After the Madison West High School Administration fired Security Guard, Marlon Anderson, on October 17th, 2019; hundreds West High School students marched outside of their classes on October 18th, demanding that Mr.Anderson get his job back. Security Guard Marlon Anderson was fired after an African American student used a racial slur against him, and he repeated the word when telling the student not to use it. In response, his job was taken away.
What media is now referring to as the Madison Metropolitan School District’s ‘Zero Tolerance Policy’ when regarding racial slurs, is the reason that Mr. Anderson lost his job in the first place. According to the 2019-2020 Behavior Education Plan, staff and students who use expletives targeting a specific group of students or people will be subjected to just punishment. This policy seems incredibly subjective, and that is exactly what it is. According to West High, Marlon Anderson deserved to lose his job. The District’s zero tolerance policy for employees using racial slurs is missing the large argument that ‘Context Matters!” Mr.Anderson reports. “I was simply trying to defend myself, after a disrupted student unleashed a number of obscenities.”

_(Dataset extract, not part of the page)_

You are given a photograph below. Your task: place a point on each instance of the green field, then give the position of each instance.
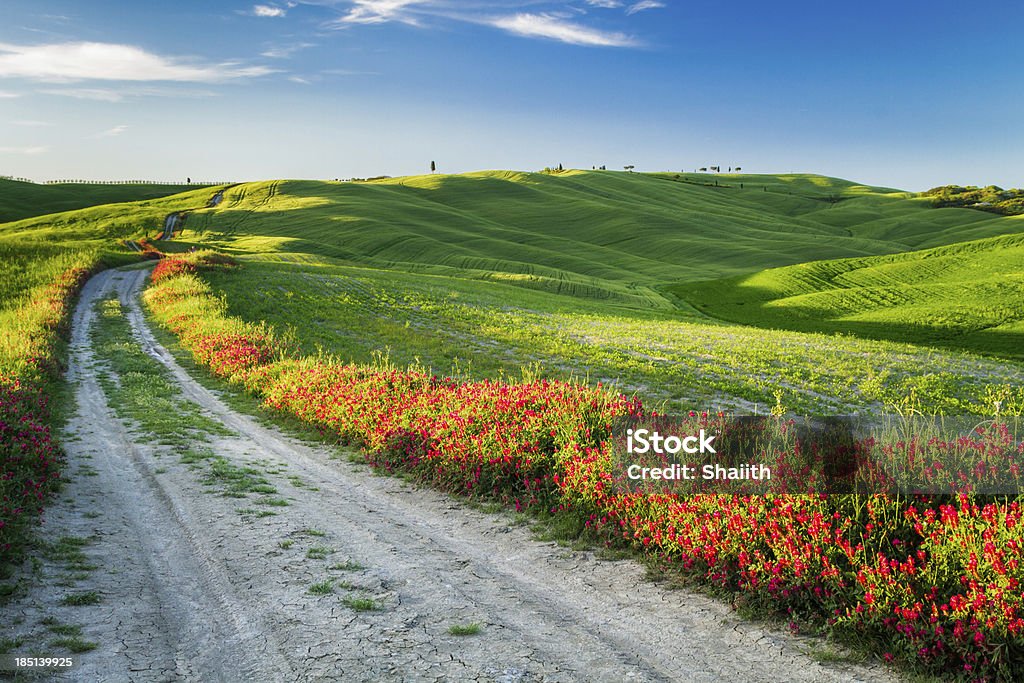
(638, 280)
(24, 200)
(968, 296)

In response, hundreds of students – including dozens of West High teachers and staff – marched from the high school on Regent Street to the Madison Metropolitan School District’s Doyle Administration Building on Dayton Street near the Kohl Center.
Protesters on October 18th, called school officials to reexamine the tolerance policy, which they report can be unfair to racially targeted and underrepresented groups. During the walkout on Friday, Noah Anderson, son of Marlon Anderson and President of the West Black Student Union, explained that there is a “big difference between a slur and a statement.” He argued that, “A slur is directed towards someone to be derogatory. What my father did was he told, he took a teaching moment as an African-American male to a younger African-American male why he shouldn’t use the word and why not to refer to himself that way.”

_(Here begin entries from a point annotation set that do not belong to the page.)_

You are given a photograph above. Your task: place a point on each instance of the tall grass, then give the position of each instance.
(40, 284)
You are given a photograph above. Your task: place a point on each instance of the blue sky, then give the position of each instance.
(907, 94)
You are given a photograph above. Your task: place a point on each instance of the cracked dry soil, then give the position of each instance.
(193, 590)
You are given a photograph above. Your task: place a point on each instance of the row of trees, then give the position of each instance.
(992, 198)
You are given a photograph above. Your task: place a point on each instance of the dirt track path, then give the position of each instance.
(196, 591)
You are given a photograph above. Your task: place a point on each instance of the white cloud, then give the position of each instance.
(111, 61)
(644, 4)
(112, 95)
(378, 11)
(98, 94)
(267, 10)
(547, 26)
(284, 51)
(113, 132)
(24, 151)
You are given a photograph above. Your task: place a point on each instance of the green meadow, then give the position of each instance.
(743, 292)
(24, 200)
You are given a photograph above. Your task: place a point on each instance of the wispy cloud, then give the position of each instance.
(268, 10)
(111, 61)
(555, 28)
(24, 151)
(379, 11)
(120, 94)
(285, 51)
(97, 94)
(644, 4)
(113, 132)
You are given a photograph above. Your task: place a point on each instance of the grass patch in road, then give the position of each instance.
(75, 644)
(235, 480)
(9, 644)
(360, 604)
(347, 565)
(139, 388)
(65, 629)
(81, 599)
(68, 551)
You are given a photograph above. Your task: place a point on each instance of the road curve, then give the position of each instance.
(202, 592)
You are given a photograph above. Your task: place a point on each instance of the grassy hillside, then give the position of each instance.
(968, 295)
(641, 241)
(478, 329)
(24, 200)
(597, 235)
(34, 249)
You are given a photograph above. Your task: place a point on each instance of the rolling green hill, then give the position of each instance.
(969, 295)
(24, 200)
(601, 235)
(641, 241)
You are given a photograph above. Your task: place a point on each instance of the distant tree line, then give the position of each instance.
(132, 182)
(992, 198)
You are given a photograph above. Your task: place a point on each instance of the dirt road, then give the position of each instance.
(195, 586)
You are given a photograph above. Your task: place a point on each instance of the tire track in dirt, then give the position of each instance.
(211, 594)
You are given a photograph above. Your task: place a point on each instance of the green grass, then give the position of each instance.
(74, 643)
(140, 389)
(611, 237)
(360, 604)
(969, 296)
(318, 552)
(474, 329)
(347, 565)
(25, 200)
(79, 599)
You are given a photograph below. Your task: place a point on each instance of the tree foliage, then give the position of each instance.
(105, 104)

For many the walkout was an act of rebellion against a specific wrongdoing, but for the West Black Student Union, the walkout is the beginning of an effort to make the community more inclusive. “There has been tension in the MMSD for a while, and my dad [Marlon Anderson] just had to be a sacrifice for it. We’re going to get it fixed – especially with all of the support we see today,” Noah reports.
Claudia Mena, a West High School student and one of the organizers of the protest, explained that the purpose of the walkout was not simply to get Anderson’s job back. “We’ve seen a lot of racism not just at West, but all around Madison. And so this is really starting to say that racism needs to end in Madison.”

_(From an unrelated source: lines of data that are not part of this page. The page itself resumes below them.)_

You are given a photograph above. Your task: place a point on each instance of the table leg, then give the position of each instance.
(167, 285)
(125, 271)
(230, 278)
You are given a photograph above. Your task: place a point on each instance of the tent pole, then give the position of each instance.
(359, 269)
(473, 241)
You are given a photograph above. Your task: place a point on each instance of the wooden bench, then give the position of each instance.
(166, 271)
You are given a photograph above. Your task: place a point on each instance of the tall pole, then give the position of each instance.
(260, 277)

In addition to being a catalyst for change, the protests got Marlon Anderson his job back. On Friday, October 18th, MMSD Superintendent responded to the protests with the statement thanking the West High protesters, “I want to thank our students for coming today and for engaging in a conversation with us. We support [our] students when they disagree with us and challenge us to do better.” She continues, “The use of racial slurs will not be tolerated when said by anyone in any school setting; no matter the circumstances.”
Since, Superintendent has rescinded the decision of Anderson’s termination. He will be placed on paid administrative leave and his transition plan back into West is being negotiated.